Scraping her chair closer, Daisy cranes to see what other delights the box holds. What trinkets Mama’s ghost might share, what extra dazzle might help clinch a title. Miss Butchers Holler. And from there, Miss Athabaska County. After that, she’ll go All State.
Bet she’s gitting me a choker, Daisy thinks. Strings of pearls to cover the flaws--
Mama’s ghost smiles and pulls out a speckled brown feather. A falcon’s, maybe. A roadside hawk’s. Too big for a songbird, too small and drab for an eagle. The quill sharper’n any of Miss Maggie’s pins.
“What you saying, Mama? I’m bird-brained?” Daisy turns back to the mirror. “Thanks for the vote of confidence.”
If she could, Mama’s ghost would be sighing disappointment from them perfect nostrils of hers. Instead, she lets her shoulders rise and slump, sketching frustration. Nest, her reflection seems to say, tucking the feather under the blanket, patting it in place.

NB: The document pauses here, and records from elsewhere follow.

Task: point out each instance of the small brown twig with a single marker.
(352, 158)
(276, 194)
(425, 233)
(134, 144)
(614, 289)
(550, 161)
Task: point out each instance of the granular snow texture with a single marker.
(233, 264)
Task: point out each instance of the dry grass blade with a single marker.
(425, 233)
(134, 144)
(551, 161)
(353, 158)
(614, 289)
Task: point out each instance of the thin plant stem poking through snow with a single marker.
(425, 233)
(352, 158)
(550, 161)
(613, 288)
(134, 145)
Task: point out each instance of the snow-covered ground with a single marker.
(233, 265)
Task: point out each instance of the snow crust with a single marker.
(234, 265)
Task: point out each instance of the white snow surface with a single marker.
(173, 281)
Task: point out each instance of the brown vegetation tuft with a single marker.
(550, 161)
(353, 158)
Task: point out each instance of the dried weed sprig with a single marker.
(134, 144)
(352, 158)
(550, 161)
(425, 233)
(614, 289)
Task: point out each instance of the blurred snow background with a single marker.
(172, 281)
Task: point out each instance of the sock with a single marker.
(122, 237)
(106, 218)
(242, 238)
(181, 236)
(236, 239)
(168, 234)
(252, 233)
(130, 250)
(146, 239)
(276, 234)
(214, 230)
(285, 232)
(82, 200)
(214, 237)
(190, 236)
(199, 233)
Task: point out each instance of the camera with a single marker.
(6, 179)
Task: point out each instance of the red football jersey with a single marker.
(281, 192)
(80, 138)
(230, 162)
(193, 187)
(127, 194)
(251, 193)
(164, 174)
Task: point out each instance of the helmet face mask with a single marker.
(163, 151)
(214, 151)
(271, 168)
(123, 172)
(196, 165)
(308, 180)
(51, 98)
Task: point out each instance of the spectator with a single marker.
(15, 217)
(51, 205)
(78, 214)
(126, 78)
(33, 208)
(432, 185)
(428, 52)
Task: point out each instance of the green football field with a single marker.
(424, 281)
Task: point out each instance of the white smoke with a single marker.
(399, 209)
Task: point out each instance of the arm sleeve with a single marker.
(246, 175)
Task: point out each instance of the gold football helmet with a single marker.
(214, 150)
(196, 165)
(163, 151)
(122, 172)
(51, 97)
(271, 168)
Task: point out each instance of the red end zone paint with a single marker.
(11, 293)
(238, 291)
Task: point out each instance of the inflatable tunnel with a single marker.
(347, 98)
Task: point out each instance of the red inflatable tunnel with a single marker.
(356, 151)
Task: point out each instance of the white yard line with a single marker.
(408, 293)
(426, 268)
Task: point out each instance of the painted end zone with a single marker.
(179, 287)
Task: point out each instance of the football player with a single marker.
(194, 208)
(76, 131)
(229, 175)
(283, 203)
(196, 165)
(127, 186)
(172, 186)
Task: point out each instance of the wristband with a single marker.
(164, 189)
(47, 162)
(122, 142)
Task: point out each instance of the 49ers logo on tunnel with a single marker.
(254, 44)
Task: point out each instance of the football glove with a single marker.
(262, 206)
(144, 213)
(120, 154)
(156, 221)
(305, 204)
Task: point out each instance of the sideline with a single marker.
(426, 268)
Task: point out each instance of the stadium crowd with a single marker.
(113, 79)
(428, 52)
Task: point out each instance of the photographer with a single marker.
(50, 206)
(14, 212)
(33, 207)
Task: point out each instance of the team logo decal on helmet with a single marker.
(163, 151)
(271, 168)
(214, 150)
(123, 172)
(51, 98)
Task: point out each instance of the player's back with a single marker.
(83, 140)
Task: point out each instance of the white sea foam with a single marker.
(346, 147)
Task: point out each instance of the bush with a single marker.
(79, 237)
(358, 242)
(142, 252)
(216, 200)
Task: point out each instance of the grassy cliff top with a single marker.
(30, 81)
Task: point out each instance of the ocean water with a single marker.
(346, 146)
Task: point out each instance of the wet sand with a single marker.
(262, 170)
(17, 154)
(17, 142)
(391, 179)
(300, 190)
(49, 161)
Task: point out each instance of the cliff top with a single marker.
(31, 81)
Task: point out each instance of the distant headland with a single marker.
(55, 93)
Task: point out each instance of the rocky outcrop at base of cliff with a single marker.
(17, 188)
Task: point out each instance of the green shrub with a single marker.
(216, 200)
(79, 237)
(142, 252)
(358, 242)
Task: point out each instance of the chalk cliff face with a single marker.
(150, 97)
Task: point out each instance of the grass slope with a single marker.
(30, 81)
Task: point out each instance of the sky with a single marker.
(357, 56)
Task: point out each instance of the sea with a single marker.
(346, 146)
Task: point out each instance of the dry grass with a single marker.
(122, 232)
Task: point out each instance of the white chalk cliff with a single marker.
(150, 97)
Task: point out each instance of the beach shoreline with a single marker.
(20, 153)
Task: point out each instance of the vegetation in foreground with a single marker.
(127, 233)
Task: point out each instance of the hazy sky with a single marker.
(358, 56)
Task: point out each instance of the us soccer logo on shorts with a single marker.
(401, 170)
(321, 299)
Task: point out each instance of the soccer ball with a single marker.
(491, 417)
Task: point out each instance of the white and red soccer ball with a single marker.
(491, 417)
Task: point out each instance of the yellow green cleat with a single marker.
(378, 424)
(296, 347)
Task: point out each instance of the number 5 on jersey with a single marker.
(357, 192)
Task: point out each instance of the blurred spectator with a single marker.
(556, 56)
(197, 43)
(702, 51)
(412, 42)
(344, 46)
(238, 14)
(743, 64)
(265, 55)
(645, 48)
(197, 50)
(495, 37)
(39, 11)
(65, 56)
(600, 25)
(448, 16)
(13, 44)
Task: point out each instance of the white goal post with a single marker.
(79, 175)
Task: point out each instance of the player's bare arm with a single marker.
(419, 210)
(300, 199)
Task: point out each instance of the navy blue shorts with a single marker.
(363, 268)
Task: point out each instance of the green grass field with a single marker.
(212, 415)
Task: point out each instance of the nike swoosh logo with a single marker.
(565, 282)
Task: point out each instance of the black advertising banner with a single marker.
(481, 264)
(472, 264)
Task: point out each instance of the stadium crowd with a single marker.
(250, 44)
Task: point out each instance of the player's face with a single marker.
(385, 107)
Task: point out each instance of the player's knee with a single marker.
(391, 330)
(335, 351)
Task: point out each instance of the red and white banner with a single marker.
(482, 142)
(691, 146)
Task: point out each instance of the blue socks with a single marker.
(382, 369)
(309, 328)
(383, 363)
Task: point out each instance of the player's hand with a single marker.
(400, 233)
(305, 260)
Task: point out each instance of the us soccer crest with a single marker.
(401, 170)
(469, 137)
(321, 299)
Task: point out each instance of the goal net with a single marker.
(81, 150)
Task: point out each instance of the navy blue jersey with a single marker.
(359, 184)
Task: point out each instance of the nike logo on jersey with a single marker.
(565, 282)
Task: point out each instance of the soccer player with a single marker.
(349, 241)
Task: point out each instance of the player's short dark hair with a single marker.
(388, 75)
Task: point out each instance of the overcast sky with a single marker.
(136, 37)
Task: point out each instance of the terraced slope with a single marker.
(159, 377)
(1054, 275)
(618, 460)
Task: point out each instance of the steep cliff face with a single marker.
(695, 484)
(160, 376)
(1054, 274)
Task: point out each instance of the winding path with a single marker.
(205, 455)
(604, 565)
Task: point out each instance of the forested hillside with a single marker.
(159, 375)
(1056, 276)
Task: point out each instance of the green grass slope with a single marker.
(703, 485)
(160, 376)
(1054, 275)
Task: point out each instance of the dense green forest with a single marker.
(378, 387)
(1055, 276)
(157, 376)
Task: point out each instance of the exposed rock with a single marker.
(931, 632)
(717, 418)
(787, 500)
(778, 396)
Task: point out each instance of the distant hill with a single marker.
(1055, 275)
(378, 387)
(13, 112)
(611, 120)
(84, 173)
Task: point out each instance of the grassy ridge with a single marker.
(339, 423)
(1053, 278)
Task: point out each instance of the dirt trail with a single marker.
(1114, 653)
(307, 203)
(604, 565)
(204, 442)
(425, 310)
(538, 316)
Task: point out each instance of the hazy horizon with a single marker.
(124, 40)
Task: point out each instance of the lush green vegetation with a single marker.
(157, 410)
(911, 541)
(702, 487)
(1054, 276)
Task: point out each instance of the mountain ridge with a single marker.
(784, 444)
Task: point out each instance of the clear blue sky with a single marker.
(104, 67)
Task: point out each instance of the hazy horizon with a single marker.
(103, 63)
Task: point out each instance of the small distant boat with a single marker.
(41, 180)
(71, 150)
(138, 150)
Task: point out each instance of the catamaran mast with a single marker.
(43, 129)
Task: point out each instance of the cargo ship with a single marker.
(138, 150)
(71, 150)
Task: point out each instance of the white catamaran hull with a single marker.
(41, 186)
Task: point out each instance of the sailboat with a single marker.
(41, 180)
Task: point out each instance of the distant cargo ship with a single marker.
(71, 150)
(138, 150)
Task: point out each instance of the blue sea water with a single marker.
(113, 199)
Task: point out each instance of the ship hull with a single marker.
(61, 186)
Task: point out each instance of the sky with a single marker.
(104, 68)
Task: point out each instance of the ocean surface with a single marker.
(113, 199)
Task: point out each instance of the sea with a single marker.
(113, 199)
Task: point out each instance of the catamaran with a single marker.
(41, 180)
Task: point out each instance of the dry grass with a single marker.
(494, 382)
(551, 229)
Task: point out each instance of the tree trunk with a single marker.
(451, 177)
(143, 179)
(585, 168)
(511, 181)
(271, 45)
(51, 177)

Or was that rest? Her mouth moves too quick for Daisy to decipher the words. Give it a rest? Give it yer best?
“Slow down,” she says.
Purpled lips press shut. A grey hand flutters as if to say, Git on outta here. As if to say fly.
“I’m trying,” Daisy mutters, plunging into the bag for mascara. She unscrews the lid, withdraws the coiled wand. After spitting into the tube, she jams the brush back in, out, in, out, ’til the bristles is wet. “You of all people should git that.”
Quickest way out of Butchers Holler is on the pageant circuit. Bird-brained or otherwise, most gals learn that fact early and fast. Most gals is keen to take advantage. Most gals, Daisy thinks, slicking layer upon layer of black onto her white-blonde lashes. But not Miss Maggie.